Она выбралась из-под стола, задев скатерть, с которой на нее тут же осыпались клубы пыли. Отряхиваясь, случайно заметила, что один из ковриков, устилавших главный проход, лежит криво. Остальные выстроились ровной цепочкой, словно обозначая дорогу от входа в комнату до исповедальни, а этот выбивался из ряда. Людивина опустилась на колени и посветила на него фонариком. Вдоль края коврика серый слой грязи, покрывавший весь линолеум, был светлее. Когда старую картину снимают со стены, где она провисела много лет, под ней остается такой же бледный прямоугольник. Этот коврик сдвинули на несколько сантиметров…

Она подползла ближе и внимательно осмотрела участок пола в поисках крови или отпечатка подошвы – без особых надежд, конечно, потому что с момента обнаружения трупа здесь уже потопталась толпа народа.

Сдвинули или… неаккуратно положили на место.

Людивина откинула коврик размером с пляжное полотенце. Старый линолеум под ним был разрезан, а в половой доске проделана дыра. Не слишком надежный тайник, если потрудиться приподнять покрытие. Людивина сдвинула доску кончиками пальцев.

Свет проник в небольшое углубление, и она вытащила прямоугольный предмет, завернутый в ткань.

Сеньон, заметивший коллегу, сразу подошел:

– Что это?

– Сокровище Чудилы? Судя по его наклонностям, надо ожидать худшего…

Сеньон протянул ей латексные перчатки, Людивина надела их и медленно развернула ткань. Там была книга формата ин-кварто в странном переплете из тонкого материала кремового цвета с янтарным отливом, переходящим в коричневатый.

– Названия нет, – констатировала Людивина, повертев книгу в руках.

– Что это за материал? – Сеньон забрал у напарницы фонарик, который она опять сунула в зубы, и осветил книгу. Стала отчетливо видна необычная текстура, похожая на пергамент, неровная, с рыжеватыми пятнышками.

И тогда они все поняли.

9

Истерически заверещала микроволновка, и Людивина, погруженная в размышления, очнулась. Достала миску с китайской лапшой, воткнула в нее вилку и села на диван, над которым висела картина Фаццино – Манхэттен в стиле трехмерного поп-арта переливался кристаллами Сваровски, отражавшими свет единственной галогеновой лампочки в другом конце гостиной. Людивина была вымотана до предела. Голова шла кругом: ночная погоня за наркоторговцами, потом этот невероятный день, который закончился ошеломительным открытием.
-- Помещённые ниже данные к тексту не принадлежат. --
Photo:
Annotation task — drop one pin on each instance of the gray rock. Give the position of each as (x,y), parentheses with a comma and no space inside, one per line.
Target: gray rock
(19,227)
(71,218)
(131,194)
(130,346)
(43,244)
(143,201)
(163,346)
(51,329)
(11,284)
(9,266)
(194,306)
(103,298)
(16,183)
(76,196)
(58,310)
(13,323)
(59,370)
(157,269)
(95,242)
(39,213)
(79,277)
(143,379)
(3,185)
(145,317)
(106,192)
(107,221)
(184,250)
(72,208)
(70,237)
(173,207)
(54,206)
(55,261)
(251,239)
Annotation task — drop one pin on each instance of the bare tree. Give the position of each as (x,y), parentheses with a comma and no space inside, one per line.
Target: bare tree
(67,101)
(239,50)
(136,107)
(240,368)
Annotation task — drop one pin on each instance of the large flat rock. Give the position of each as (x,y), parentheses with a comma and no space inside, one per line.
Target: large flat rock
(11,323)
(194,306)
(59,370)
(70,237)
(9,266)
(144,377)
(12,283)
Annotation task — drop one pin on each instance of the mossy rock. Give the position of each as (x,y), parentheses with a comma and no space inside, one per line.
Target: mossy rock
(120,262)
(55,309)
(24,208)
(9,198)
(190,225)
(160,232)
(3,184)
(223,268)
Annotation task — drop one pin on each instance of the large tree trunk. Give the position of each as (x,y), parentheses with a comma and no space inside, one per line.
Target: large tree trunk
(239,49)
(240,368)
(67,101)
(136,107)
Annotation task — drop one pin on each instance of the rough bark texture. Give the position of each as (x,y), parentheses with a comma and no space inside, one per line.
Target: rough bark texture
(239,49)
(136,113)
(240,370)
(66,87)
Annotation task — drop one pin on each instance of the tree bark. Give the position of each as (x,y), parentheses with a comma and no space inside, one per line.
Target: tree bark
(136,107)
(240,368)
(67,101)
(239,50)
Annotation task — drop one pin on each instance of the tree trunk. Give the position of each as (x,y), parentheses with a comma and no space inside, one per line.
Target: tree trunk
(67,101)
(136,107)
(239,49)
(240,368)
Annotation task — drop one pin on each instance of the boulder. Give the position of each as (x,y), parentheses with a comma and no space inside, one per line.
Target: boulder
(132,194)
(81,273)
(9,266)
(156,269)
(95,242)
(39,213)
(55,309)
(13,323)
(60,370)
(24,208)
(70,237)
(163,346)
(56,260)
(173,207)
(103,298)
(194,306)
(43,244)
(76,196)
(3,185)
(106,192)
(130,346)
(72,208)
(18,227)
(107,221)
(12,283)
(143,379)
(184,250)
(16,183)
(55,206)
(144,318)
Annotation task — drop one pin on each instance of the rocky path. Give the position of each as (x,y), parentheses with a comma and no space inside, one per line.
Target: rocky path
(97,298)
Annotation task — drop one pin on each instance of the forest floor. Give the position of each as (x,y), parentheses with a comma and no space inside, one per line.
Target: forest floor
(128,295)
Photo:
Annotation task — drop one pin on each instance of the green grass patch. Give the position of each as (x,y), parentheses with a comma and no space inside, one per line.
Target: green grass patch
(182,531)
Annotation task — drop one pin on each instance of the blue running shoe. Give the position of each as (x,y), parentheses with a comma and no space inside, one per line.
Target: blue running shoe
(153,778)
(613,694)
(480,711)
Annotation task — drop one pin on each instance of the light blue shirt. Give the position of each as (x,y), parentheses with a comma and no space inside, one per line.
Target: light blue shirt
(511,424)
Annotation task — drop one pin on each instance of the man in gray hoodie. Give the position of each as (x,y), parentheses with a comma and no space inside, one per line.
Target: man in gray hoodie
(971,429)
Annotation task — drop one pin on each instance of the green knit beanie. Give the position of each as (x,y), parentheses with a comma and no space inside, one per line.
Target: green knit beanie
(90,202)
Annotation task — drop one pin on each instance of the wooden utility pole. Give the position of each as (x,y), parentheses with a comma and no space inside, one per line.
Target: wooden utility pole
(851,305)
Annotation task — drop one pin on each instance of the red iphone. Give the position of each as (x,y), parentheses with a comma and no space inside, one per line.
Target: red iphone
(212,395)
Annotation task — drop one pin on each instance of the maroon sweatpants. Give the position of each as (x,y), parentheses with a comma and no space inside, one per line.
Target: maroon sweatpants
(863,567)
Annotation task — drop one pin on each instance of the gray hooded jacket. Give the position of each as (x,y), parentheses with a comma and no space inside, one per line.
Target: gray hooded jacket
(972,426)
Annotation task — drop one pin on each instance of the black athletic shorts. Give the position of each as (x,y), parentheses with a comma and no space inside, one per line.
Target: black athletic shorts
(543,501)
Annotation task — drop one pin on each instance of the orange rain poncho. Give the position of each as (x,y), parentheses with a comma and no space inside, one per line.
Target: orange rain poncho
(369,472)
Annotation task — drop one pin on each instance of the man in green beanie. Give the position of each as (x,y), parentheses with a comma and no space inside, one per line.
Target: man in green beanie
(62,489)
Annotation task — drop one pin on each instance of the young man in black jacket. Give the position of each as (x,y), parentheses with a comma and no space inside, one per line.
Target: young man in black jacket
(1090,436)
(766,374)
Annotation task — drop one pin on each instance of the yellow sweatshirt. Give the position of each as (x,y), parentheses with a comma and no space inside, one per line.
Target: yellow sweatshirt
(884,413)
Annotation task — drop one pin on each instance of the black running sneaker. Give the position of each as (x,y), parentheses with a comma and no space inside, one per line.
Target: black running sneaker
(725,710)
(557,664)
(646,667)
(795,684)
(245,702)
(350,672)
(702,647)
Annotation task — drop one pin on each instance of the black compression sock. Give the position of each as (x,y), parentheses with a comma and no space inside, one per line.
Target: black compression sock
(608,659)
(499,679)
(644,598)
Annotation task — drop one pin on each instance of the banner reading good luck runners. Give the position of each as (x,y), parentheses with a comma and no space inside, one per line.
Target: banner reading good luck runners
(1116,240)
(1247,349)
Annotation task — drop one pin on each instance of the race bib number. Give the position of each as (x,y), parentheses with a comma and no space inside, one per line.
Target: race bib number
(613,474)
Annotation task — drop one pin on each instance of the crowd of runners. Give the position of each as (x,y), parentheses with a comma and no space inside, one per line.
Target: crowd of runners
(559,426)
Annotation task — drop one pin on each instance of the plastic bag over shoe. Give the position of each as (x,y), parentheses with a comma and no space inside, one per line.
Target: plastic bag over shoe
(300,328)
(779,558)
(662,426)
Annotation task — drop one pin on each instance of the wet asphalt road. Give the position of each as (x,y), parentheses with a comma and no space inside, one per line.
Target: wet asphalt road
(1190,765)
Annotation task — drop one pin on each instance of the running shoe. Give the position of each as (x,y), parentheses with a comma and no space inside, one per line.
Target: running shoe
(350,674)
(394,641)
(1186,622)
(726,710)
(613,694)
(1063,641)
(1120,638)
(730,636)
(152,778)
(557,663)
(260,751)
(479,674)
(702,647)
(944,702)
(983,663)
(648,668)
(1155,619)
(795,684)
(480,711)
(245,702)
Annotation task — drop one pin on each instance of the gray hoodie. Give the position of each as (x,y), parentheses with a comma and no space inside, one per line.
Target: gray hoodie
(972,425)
Она никак не могла прийти в себя. Книга в переплете из человеческой кожи…

Тогда Людивина открыла ее, чувствуя, как внутри все переворачивается, будто на этих страницах запечатлены самые жуткие тайны мироздания. Название оказалось написано от руки на первой странице готическими буквами. Всего одно слово: «Некрономикон».
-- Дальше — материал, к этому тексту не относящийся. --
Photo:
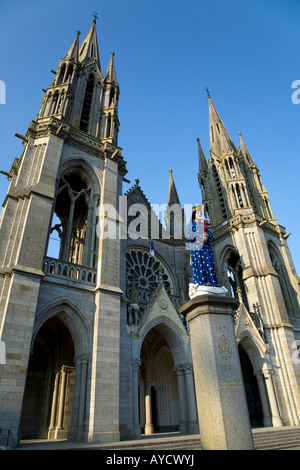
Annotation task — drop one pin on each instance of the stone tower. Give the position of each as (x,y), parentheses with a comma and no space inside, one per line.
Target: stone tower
(60,313)
(253,262)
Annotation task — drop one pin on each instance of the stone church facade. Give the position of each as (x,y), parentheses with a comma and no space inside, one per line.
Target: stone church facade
(95,349)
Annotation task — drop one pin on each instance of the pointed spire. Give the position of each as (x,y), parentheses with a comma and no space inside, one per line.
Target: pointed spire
(89,47)
(201,158)
(245,151)
(220,141)
(172,195)
(74,49)
(111,70)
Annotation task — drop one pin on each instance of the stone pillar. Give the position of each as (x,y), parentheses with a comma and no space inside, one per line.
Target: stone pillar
(276,420)
(221,400)
(135,398)
(82,397)
(263,398)
(182,399)
(61,404)
(54,405)
(192,425)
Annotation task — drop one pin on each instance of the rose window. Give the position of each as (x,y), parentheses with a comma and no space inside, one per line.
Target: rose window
(146,271)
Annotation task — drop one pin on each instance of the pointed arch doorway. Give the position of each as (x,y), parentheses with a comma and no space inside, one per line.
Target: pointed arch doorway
(166,387)
(254,403)
(48,396)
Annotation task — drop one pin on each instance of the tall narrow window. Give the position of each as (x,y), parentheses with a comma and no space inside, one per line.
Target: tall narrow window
(87,103)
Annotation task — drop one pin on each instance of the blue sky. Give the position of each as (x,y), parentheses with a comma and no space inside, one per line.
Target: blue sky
(246,52)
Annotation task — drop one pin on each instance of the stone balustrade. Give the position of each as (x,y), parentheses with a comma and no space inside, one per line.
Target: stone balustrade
(71,271)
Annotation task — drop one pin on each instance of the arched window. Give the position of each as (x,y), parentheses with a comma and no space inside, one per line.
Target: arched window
(87,103)
(61,74)
(69,72)
(69,224)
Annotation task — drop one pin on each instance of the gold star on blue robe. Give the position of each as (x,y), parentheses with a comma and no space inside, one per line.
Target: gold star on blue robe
(202,257)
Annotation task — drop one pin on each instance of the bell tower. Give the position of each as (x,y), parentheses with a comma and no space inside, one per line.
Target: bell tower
(251,252)
(71,164)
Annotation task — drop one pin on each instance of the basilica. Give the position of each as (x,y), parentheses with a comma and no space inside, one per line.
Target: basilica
(95,347)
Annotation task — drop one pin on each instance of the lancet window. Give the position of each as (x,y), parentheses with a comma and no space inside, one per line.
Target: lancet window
(87,103)
(70,220)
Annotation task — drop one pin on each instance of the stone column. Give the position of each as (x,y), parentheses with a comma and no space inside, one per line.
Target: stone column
(182,399)
(192,425)
(221,400)
(54,405)
(82,397)
(263,398)
(276,420)
(148,406)
(135,398)
(61,404)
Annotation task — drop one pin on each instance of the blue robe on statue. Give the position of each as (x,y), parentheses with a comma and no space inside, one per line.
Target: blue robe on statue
(202,257)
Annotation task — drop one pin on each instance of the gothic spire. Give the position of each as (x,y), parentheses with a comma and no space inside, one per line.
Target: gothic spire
(220,141)
(89,47)
(245,151)
(201,158)
(111,70)
(172,195)
(74,49)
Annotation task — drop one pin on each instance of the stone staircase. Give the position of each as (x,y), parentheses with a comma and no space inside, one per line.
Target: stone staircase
(176,442)
(286,437)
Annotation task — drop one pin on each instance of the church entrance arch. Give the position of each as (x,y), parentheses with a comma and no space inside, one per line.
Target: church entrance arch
(48,396)
(252,390)
(166,387)
(55,398)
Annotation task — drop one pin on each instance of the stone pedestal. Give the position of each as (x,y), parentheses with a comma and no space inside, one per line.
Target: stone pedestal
(221,400)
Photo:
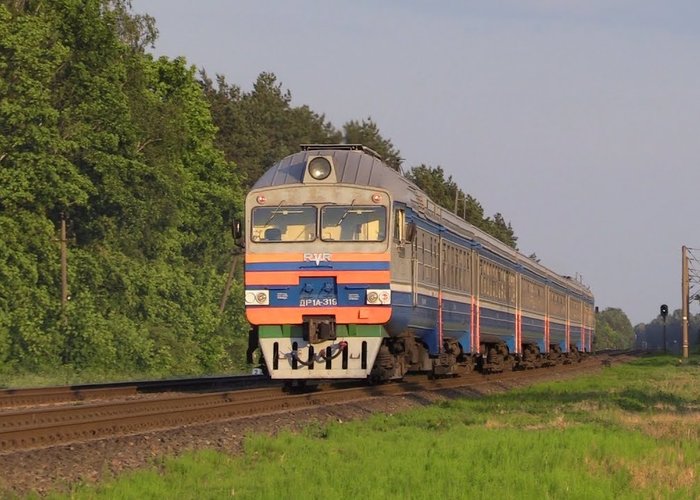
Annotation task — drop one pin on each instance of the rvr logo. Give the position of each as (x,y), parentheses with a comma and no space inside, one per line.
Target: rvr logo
(317,257)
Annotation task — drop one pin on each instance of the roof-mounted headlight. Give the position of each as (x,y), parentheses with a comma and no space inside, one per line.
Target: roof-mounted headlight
(319,168)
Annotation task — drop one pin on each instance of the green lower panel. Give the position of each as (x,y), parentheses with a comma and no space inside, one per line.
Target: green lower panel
(289,331)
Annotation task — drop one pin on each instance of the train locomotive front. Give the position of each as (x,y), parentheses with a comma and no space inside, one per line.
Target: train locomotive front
(317,277)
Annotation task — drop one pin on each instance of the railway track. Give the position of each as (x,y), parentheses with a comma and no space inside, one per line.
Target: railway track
(35,396)
(31,428)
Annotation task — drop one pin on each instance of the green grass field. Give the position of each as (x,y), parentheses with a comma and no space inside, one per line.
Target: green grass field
(633,431)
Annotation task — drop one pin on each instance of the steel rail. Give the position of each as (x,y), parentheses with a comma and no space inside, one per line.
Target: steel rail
(46,395)
(44,427)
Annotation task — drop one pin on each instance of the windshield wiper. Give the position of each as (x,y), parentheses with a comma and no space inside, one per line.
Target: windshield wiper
(274,213)
(347,211)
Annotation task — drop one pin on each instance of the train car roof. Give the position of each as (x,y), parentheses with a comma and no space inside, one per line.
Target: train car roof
(357,164)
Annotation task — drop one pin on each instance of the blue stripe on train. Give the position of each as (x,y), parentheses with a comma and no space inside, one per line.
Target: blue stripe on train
(312,266)
(422,320)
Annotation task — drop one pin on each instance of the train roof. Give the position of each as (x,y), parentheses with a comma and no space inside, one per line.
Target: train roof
(357,164)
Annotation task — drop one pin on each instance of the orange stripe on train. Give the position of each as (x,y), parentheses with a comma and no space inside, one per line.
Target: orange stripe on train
(256,258)
(294,315)
(292,277)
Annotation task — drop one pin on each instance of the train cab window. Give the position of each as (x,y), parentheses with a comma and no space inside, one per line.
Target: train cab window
(353,223)
(399,226)
(283,224)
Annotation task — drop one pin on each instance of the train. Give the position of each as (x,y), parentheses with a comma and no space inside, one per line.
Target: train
(353,272)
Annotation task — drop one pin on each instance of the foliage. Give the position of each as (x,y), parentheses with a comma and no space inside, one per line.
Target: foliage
(367,133)
(447,194)
(259,127)
(148,162)
(123,145)
(613,330)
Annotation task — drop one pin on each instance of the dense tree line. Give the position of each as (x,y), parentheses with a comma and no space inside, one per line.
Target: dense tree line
(613,330)
(148,161)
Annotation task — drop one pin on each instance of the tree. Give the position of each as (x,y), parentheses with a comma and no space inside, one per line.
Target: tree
(613,330)
(124,144)
(258,128)
(367,134)
(447,194)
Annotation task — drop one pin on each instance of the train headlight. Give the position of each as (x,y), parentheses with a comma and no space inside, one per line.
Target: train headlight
(319,168)
(375,297)
(257,298)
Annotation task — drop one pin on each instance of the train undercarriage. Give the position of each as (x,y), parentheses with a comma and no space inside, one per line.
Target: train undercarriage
(385,358)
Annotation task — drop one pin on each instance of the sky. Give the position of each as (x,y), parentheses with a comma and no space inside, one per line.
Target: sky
(577,120)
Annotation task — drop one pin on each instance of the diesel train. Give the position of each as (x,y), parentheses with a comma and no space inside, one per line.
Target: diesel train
(351,271)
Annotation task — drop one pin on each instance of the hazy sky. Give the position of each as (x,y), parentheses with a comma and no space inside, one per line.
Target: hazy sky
(578,120)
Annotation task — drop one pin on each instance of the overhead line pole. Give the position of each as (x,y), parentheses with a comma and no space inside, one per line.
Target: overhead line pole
(685,299)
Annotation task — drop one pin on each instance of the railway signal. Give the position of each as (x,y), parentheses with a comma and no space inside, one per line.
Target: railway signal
(664,312)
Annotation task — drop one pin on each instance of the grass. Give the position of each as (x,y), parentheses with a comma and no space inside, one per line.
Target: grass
(630,432)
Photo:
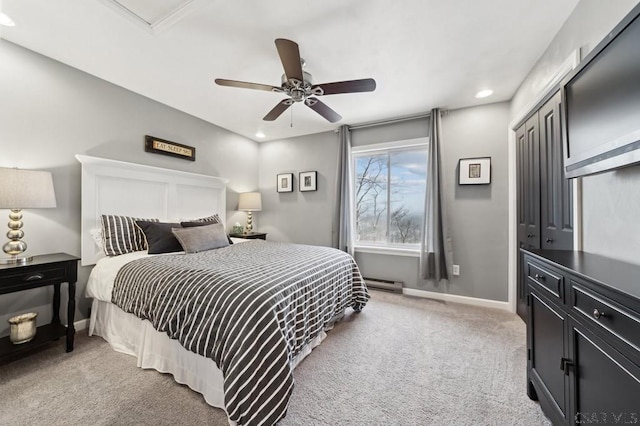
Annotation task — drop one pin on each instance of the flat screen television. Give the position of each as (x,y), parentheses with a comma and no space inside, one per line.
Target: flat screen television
(601,103)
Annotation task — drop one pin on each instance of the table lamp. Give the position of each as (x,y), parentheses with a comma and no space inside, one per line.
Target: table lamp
(19,189)
(249,202)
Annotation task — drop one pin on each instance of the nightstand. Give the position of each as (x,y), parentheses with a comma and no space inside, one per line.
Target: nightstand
(50,269)
(251,236)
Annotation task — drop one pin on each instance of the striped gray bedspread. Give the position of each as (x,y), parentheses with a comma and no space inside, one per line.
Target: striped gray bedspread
(250,307)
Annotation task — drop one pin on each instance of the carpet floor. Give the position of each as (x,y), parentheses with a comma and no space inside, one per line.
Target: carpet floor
(401,361)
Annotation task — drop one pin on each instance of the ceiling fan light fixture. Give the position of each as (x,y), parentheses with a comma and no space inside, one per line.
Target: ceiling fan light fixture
(484,93)
(6,21)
А дальше теснились строчки агрессивного, с длинными палочками и острыми петлями почерка безумца. Он походил на тот, что покрывал стены от пола до потолка в квартире Чудилы, но выглядел более аккуратно. Автор выбрал для себя особый жанр. «Некрономикон» оказался дневником, прибежищем мыслей человека, который посвятил себя служению хозяину. Людивина лишь пролистала книгу, но успела это понять. Еще там были рисунки. Десятки набросков, иногда на всю страницу. Распоротые животы, отрубленные головы, изувеченные животные, женщины с отрезанными руками, мужчины с козлиными мордами вместо лиц. На одном из рисунков изображался принцип работы часов из сросшихся человеческих тел, жизнь которых тикала в ритме сердца, отмеряя время. Дневник был не закончен, автор исписал лишь треть книги. Людивина, Сеньон и Гильем пришли к логичному выводу, что это работа Чудилы. Уникальная, неповторимая. И он захочет вернуть ее себе. Ведь жертвой убийства был не он. Фотографию трупа показали Жозефу, болтуну из банды наркоторговцев, и тот это подтвердил. Покойник оказался местным жителем. «Придурком», как выразился Жозеф. «Говнороем, готовым на все, чтобы накопать бабла». В этот раз он, видимо, сунулся не в ту кучу и не в то время…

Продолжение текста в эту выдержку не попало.